C’est pourquoi l’augmentation de la teneur atmosphérique en gaz à effet de serre a pour conséquence l’élévation de la température. Si la concentration de gaz à effet de serre dans l’atmosphère venait à augmenter encore sans qu’on puisse la limiter, il faudrait s’attendre à une élévation de la température de 2°C voir plus.

Pour commencer, cela aurait pour conséquence la fonte d’une partie des glaces polaires, et le réchauffement des océans pourrait entraîner une élévation du niveau des mers d’au moins 50 cm menaçant les habitants des régions côtières.

Il y aurait des risques de famines, et il est à prévoir que les vagues de chaleur seront plus longues et plus intenses, provoquant ainsi un accroissement consécutif des maladies cardio-vasculaires, et des maladies telles que la fièvre jaune, le paludisme, l’encéphalite se transmettront plus facilement.

Une augmentation de la fréquence et de la durée des grandes crues et des grandes sécheresses est à prévoir, la cause venant de l’augmentation des précipitations l’hiver et de la diminution de celles-ci l’été.

La possibilité d’un ralentissement du gulf Stream au niveau du Nord de l’océan Atlantique, aurait pour conséquence un fort refroidissement de la température moyenne en Europe occidentale alors que le niveau de cette température aurait tendance à s’élever sur le reste du globe. Toutefois, il ne faut pas dramatiser le réchauffement global tel qu’on voudrait nous le faire croire.
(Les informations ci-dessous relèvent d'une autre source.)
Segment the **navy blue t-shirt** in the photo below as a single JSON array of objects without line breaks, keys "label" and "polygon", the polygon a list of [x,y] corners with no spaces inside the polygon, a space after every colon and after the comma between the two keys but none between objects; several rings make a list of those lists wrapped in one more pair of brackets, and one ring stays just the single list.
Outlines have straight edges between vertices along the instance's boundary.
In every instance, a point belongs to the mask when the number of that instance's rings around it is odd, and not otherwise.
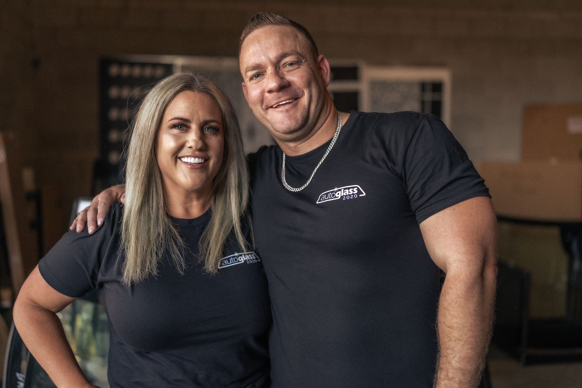
[{"label": "navy blue t-shirt", "polygon": [[[120,282],[122,214],[116,204],[93,234],[66,233],[38,265],[64,295],[100,290],[111,330],[111,386],[268,386],[271,317],[267,280],[252,247],[244,252],[230,239],[218,274],[208,275],[197,254],[210,211],[194,219],[172,218],[187,248],[185,273],[164,254],[158,276],[128,287]],[[249,228],[245,233],[251,241]]]},{"label": "navy blue t-shirt", "polygon": [[[329,142],[287,156],[300,187]],[[419,224],[483,180],[436,117],[352,112],[310,184],[282,152],[249,156],[269,280],[272,388],[432,386],[439,269]]]}]

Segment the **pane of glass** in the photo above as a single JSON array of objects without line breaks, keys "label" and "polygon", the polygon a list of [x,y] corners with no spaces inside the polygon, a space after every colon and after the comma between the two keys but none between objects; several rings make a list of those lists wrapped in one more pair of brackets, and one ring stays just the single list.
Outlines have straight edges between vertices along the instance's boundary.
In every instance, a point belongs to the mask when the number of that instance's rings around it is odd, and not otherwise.
[{"label": "pane of glass", "polygon": [[357,66],[332,66],[331,79],[334,81],[357,80]]},{"label": "pane of glass", "polygon": [[357,92],[335,92],[332,94],[333,104],[342,112],[358,110]]},{"label": "pane of glass", "polygon": [[440,93],[442,91],[442,84],[435,83],[431,84],[431,91],[434,93]]},{"label": "pane of glass", "polygon": [[370,82],[370,110],[392,112],[422,111],[422,84],[402,81]]},{"label": "pane of glass", "polygon": [[441,117],[441,113],[442,111],[442,102],[441,101],[432,101],[431,103],[431,111],[430,113],[432,113],[437,117]]}]

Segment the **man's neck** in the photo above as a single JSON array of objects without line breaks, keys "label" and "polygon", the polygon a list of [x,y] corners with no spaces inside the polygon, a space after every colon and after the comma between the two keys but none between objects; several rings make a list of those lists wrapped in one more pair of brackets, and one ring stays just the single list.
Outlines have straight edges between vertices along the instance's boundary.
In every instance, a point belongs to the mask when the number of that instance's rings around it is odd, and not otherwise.
[{"label": "man's neck", "polygon": [[[275,139],[277,144],[286,155],[296,156],[307,154],[322,144],[327,143],[333,135],[338,127],[338,110],[332,105],[323,123],[314,128],[310,136],[297,141],[283,141]],[[342,113],[342,125],[346,122],[350,114]]]}]

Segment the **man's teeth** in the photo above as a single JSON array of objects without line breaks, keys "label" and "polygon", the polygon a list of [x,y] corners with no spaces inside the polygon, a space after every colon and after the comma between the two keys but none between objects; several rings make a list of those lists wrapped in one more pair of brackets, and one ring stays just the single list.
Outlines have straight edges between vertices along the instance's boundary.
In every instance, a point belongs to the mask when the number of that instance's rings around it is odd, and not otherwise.
[{"label": "man's teeth", "polygon": [[280,105],[282,104],[285,104],[285,102],[293,102],[296,99],[297,99],[297,98],[290,98],[290,99],[288,99],[286,101],[282,101],[281,102],[279,102],[278,104],[276,104],[274,105],[273,105],[272,106],[271,106],[271,108],[276,108],[278,105]]},{"label": "man's teeth", "polygon": [[205,159],[201,158],[180,158],[180,160],[184,163],[204,163],[206,161]]}]

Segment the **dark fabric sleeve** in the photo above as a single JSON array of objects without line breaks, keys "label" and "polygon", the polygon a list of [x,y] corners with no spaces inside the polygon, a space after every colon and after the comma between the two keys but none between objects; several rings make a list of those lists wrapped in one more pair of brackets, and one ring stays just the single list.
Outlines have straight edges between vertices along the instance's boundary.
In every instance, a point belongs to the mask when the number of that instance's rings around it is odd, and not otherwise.
[{"label": "dark fabric sleeve", "polygon": [[404,156],[403,179],[418,223],[474,197],[489,197],[461,145],[438,118],[420,123]]},{"label": "dark fabric sleeve", "polygon": [[66,233],[38,263],[38,270],[53,289],[78,298],[98,287],[103,256],[111,240],[115,205],[93,234],[85,230]]}]

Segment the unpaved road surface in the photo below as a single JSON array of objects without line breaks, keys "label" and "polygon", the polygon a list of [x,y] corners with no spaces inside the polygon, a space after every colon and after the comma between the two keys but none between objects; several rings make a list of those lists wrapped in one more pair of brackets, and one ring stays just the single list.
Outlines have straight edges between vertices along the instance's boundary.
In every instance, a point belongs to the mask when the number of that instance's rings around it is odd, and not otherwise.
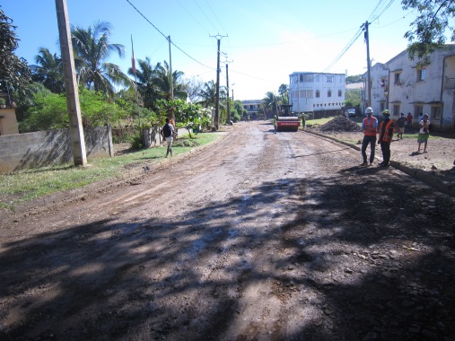
[{"label": "unpaved road surface", "polygon": [[3,216],[0,339],[455,340],[454,199],[360,160],[241,123],[140,179]]}]

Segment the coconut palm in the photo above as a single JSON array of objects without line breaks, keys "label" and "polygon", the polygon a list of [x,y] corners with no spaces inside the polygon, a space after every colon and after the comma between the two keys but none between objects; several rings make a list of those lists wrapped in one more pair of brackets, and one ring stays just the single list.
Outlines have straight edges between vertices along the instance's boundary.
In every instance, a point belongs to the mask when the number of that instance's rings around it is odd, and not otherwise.
[{"label": "coconut palm", "polygon": [[216,83],[213,80],[206,82],[198,96],[202,99],[198,104],[204,108],[214,108],[216,106]]},{"label": "coconut palm", "polygon": [[277,114],[278,109],[278,97],[272,92],[267,92],[266,97],[262,99],[264,108],[272,110],[274,114]]},{"label": "coconut palm", "polygon": [[278,88],[281,98],[281,104],[289,104],[289,87],[287,84],[281,84]]},{"label": "coconut palm", "polygon": [[128,69],[128,74],[134,75],[136,84],[137,92],[141,94],[144,101],[144,106],[148,109],[153,108],[153,101],[159,99],[158,90],[155,85],[155,73],[153,66],[147,57],[145,59],[137,59],[137,67],[136,74],[133,69]]},{"label": "coconut palm", "polygon": [[35,61],[36,65],[31,66],[31,79],[42,83],[54,93],[65,92],[62,58],[57,53],[52,55],[48,48],[40,48]]},{"label": "coconut palm", "polygon": [[109,95],[115,92],[114,85],[129,83],[118,66],[106,61],[112,52],[125,57],[123,45],[109,42],[112,30],[109,22],[98,22],[87,30],[74,27],[71,34],[79,83]]},{"label": "coconut palm", "polygon": [[[171,70],[168,63],[166,61],[163,61],[162,65],[158,63],[154,68],[154,73],[155,85],[158,88],[161,98],[171,101]],[[181,83],[183,74],[182,71],[172,72],[172,92],[175,99],[186,100],[188,97],[188,92]]]}]

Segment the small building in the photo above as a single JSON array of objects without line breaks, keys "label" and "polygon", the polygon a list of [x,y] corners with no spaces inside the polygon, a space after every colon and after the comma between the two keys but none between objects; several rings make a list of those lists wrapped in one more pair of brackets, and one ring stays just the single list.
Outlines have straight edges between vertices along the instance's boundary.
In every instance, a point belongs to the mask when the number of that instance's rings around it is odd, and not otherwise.
[{"label": "small building", "polygon": [[0,108],[0,136],[19,134],[16,110],[13,108]]},{"label": "small building", "polygon": [[258,111],[259,110],[261,103],[262,100],[247,100],[241,101],[243,109],[247,110],[247,115],[249,115],[249,118],[252,119],[258,118]]},{"label": "small building", "polygon": [[[421,114],[430,117],[432,130],[455,132],[455,44],[430,55],[431,64],[410,60],[404,50],[370,70],[371,106],[375,112],[390,110],[392,119],[410,112],[413,125]],[[367,74],[363,74],[366,82]],[[368,100],[368,99],[366,99]]]},{"label": "small building", "polygon": [[346,74],[294,72],[289,75],[289,93],[293,112],[340,112],[345,103]]}]

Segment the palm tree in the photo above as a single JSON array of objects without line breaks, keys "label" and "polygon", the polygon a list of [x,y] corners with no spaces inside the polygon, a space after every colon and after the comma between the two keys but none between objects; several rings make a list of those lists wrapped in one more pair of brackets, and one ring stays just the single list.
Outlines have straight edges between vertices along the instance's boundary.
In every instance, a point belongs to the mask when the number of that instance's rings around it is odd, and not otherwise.
[{"label": "palm tree", "polygon": [[287,84],[281,84],[278,88],[278,93],[281,98],[281,104],[289,104],[289,87]]},{"label": "palm tree", "polygon": [[[216,83],[212,80],[204,84],[203,89],[197,94],[202,100],[198,101],[204,108],[214,108],[216,106]],[[226,92],[220,89],[220,99],[226,96]],[[220,108],[224,108],[223,101],[220,101]]]},{"label": "palm tree", "polygon": [[54,93],[64,92],[65,77],[62,58],[56,53],[52,55],[48,48],[40,48],[35,60],[36,65],[31,66],[31,79],[42,83]]},{"label": "palm tree", "polygon": [[112,52],[120,58],[125,57],[123,45],[109,43],[111,33],[110,24],[106,22],[98,22],[87,30],[71,30],[78,83],[109,95],[115,92],[115,84],[130,83],[118,66],[106,62]]},{"label": "palm tree", "polygon": [[[171,101],[171,70],[166,61],[163,65],[158,63],[154,68],[155,85],[158,88],[161,98]],[[175,99],[186,100],[188,92],[185,91],[184,84],[181,83],[183,76],[182,71],[172,72],[172,92]]]},{"label": "palm tree", "polygon": [[264,104],[266,110],[271,109],[274,114],[277,114],[278,97],[274,92],[267,92],[266,93],[266,97],[262,99],[262,103]]},{"label": "palm tree", "polygon": [[155,73],[148,57],[145,59],[137,59],[136,74],[133,69],[128,69],[128,74],[136,77],[137,92],[141,94],[144,106],[152,109],[153,101],[159,99],[158,89],[155,85]]}]

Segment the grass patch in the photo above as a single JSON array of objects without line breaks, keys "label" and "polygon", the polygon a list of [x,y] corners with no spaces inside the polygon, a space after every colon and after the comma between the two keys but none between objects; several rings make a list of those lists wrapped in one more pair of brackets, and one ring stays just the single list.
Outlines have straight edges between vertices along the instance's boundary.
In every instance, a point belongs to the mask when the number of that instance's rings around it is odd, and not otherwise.
[{"label": "grass patch", "polygon": [[[195,146],[207,144],[222,135],[204,133],[191,136],[191,139],[188,136],[179,136],[172,147],[174,156],[188,153]],[[87,167],[60,164],[0,174],[0,208],[13,209],[15,205],[49,194],[113,179],[126,169],[152,163],[163,159],[165,154],[165,146],[153,147],[89,160]]]},{"label": "grass patch", "polygon": [[322,126],[327,122],[331,121],[335,118],[317,118],[317,119],[306,119],[305,125],[307,126]]}]

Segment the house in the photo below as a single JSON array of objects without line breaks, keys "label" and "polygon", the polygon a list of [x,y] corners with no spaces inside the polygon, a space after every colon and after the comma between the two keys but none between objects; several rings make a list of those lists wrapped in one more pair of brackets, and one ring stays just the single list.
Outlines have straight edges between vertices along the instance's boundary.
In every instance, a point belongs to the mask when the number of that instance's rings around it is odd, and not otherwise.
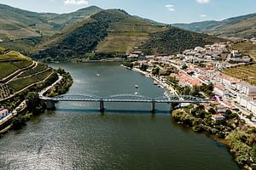
[{"label": "house", "polygon": [[221,83],[215,83],[213,93],[219,96],[224,96],[229,94],[229,91]]},{"label": "house", "polygon": [[256,94],[256,86],[250,85],[247,82],[241,82],[236,85],[237,90],[240,91],[241,94],[245,94],[247,95]]},{"label": "house", "polygon": [[212,119],[213,121],[223,121],[225,119],[225,117],[224,116],[222,116],[221,114],[216,114],[216,115],[212,116]]},{"label": "house", "polygon": [[8,110],[2,107],[0,109],[0,120],[3,119],[3,118],[4,118],[8,115],[9,115]]},{"label": "house", "polygon": [[227,108],[223,105],[217,105],[216,109],[218,113],[225,113],[227,110]]},{"label": "house", "polygon": [[237,103],[245,109],[253,112],[256,116],[256,101],[245,95],[239,95],[236,98]]}]

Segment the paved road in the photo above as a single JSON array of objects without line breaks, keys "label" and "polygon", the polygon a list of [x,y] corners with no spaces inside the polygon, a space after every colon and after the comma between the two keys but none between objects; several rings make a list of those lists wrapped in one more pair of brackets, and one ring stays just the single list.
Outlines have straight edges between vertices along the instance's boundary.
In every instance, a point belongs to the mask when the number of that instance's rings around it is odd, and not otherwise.
[{"label": "paved road", "polygon": [[58,75],[58,76],[59,76],[59,78],[58,78],[58,80],[56,82],[55,82],[52,85],[47,87],[46,88],[43,89],[41,92],[38,93],[39,97],[41,99],[45,98],[44,96],[44,94],[45,94],[49,89],[52,88],[56,83],[58,83],[59,82],[61,82],[62,80],[63,76],[61,76],[61,75]]}]

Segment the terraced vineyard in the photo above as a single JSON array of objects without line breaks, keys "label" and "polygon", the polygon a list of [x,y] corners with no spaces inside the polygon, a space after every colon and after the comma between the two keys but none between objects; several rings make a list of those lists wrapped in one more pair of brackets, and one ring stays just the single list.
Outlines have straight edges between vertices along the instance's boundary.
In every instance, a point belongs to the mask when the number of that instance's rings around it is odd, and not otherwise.
[{"label": "terraced vineyard", "polygon": [[39,63],[35,68],[26,71],[23,73],[21,73],[20,75],[19,75],[18,78],[34,75],[38,72],[42,72],[42,71],[45,71],[46,69],[48,69],[48,66],[46,65]]},{"label": "terraced vineyard", "polygon": [[223,71],[223,72],[230,76],[246,81],[252,85],[256,85],[256,64],[225,69]]},{"label": "terraced vineyard", "polygon": [[7,86],[6,84],[0,86],[0,99],[7,98],[15,93],[14,89]]},{"label": "terraced vineyard", "polygon": [[35,82],[40,82],[44,80],[47,76],[49,76],[52,73],[52,70],[49,69],[44,72],[42,72],[40,74],[31,76],[26,76],[24,78],[17,78],[15,80],[13,80],[9,82],[7,85],[12,88],[15,90],[15,92],[18,92]]},{"label": "terraced vineyard", "polygon": [[27,60],[27,58],[24,55],[21,55],[20,53],[17,53],[15,51],[9,51],[7,54],[4,54],[4,48],[0,48],[0,61],[1,60]]}]

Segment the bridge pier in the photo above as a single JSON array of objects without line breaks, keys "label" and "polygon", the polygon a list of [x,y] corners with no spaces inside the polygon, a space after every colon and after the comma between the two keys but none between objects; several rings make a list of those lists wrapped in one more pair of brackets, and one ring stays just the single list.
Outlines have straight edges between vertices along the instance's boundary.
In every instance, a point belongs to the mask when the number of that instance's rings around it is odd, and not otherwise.
[{"label": "bridge pier", "polygon": [[104,112],[104,101],[102,99],[100,100],[100,111]]},{"label": "bridge pier", "polygon": [[155,112],[155,101],[152,100],[151,102],[151,112],[154,113]]},{"label": "bridge pier", "polygon": [[49,110],[53,110],[55,109],[55,102],[51,101],[51,100],[47,100],[46,101],[46,108]]}]

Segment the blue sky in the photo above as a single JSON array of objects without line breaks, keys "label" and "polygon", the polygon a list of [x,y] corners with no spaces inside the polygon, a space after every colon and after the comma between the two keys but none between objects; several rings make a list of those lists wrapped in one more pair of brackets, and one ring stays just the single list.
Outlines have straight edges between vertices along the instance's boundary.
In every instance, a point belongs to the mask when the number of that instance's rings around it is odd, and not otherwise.
[{"label": "blue sky", "polygon": [[59,14],[96,5],[102,8],[122,8],[130,14],[168,24],[221,20],[256,13],[255,0],[0,0],[0,3]]}]

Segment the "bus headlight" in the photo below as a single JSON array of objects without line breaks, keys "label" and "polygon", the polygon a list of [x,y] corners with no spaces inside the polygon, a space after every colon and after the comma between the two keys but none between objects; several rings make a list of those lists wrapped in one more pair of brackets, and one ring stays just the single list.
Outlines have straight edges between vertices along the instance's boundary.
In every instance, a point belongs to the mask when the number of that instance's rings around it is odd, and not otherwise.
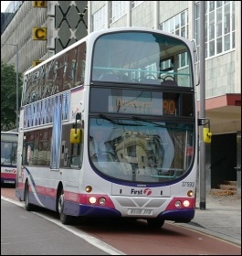
[{"label": "bus headlight", "polygon": [[175,208],[180,208],[181,205],[182,205],[181,201],[175,201],[175,202],[174,202]]},{"label": "bus headlight", "polygon": [[92,187],[90,186],[87,186],[85,189],[88,193],[89,193],[89,192],[91,192]]},{"label": "bus headlight", "polygon": [[106,204],[106,199],[104,197],[100,197],[99,202],[100,202],[100,205],[104,206]]},{"label": "bus headlight", "polygon": [[190,202],[188,200],[184,201],[184,207],[188,208],[190,206]]},{"label": "bus headlight", "polygon": [[89,197],[89,203],[90,204],[96,204],[96,202],[97,202],[96,197]]}]

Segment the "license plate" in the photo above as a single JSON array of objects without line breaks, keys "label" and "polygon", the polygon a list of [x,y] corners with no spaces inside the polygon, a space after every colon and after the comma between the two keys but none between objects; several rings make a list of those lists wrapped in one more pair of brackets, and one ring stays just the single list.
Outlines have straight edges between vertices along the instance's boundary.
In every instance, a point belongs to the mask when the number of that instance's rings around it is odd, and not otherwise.
[{"label": "license plate", "polygon": [[129,208],[128,215],[153,215],[153,210],[142,208]]}]

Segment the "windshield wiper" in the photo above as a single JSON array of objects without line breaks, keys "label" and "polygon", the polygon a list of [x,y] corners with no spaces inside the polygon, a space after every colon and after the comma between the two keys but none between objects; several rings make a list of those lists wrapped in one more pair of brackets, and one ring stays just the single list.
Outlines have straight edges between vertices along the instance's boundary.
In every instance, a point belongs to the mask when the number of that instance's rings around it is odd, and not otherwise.
[{"label": "windshield wiper", "polygon": [[143,118],[139,117],[139,116],[136,116],[136,115],[133,115],[133,116],[132,116],[132,119],[134,119],[134,120],[139,120],[139,121],[142,121],[142,122],[146,122],[146,123],[148,123],[154,124],[154,125],[157,126],[157,127],[165,127],[165,128],[168,127],[168,126],[165,125],[165,124],[160,124],[160,123],[157,123],[149,121],[149,120],[147,120],[147,119],[143,119]]},{"label": "windshield wiper", "polygon": [[118,125],[125,125],[125,126],[143,126],[143,125],[140,125],[137,123],[122,123],[121,120],[119,120],[119,122],[114,121],[113,119],[108,117],[106,114],[103,113],[100,113],[100,117],[101,117],[102,119],[108,120],[110,123],[114,123],[114,124],[118,124]]}]

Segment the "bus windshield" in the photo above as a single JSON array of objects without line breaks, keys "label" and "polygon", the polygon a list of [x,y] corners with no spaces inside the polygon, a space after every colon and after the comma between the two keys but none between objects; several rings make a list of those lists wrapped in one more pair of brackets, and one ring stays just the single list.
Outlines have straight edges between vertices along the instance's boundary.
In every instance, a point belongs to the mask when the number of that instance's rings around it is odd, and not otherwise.
[{"label": "bus windshield", "polygon": [[192,59],[181,39],[156,33],[105,34],[93,51],[92,81],[193,87]]},{"label": "bus windshield", "polygon": [[102,174],[132,182],[167,182],[194,159],[194,124],[100,114],[90,119],[89,155]]}]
S’il est certain que le taux de CO2 dans l’atmosphère augmente, il ne faut pas tout mettre sur le dos des activités humaines. Il ne faut pas oublier les récentes éruptions volcaniques (Ste Hélène en 1980, El Chison 1982, Nyos 1986, Pinatubo 1991, Hudson 1991, Spurr 1992…. ) peuvent dégager d’énormes quantités de gaz (dont du CO2) qui peuvent avoir des répercutions au niveau climatiques. Ajoutons à cela les incendies, le rôle des forêts (qui absorbent mais dégagent aussi du CO2). L’effet de serre existe déjà à partir de la vapeur d’eau à 60%, les 40% restants, proviennent des divers gaz.

Et puis, le réchauffement est constaté seulement en certains endroits du globe. En effet, s’il est admis qu’en certaines latitudes médianes, les glaciers reculent (les Alpes et une partie des Andes notamment) et que l’enneigement est moindre, le recul de la calotte glaciaire de l’Antarctique reste à prouver. Quand à celle de l’Arctique, on constate plutôt à un refroidissement du côté occidental (mer de Baffin, nord du Canada) jusqu’en Sibérie avec toutefois un certain réchauffement du côté oriental du Groënland.

Mais ce n’est pas une raison pour ne pas y prendre gare non plus, car comme il a été expliqué, les activités humaines y sont pour quelque chose quand même, et c’est à chacun de nous de prendre ses responsabilités pour contrer ce problème.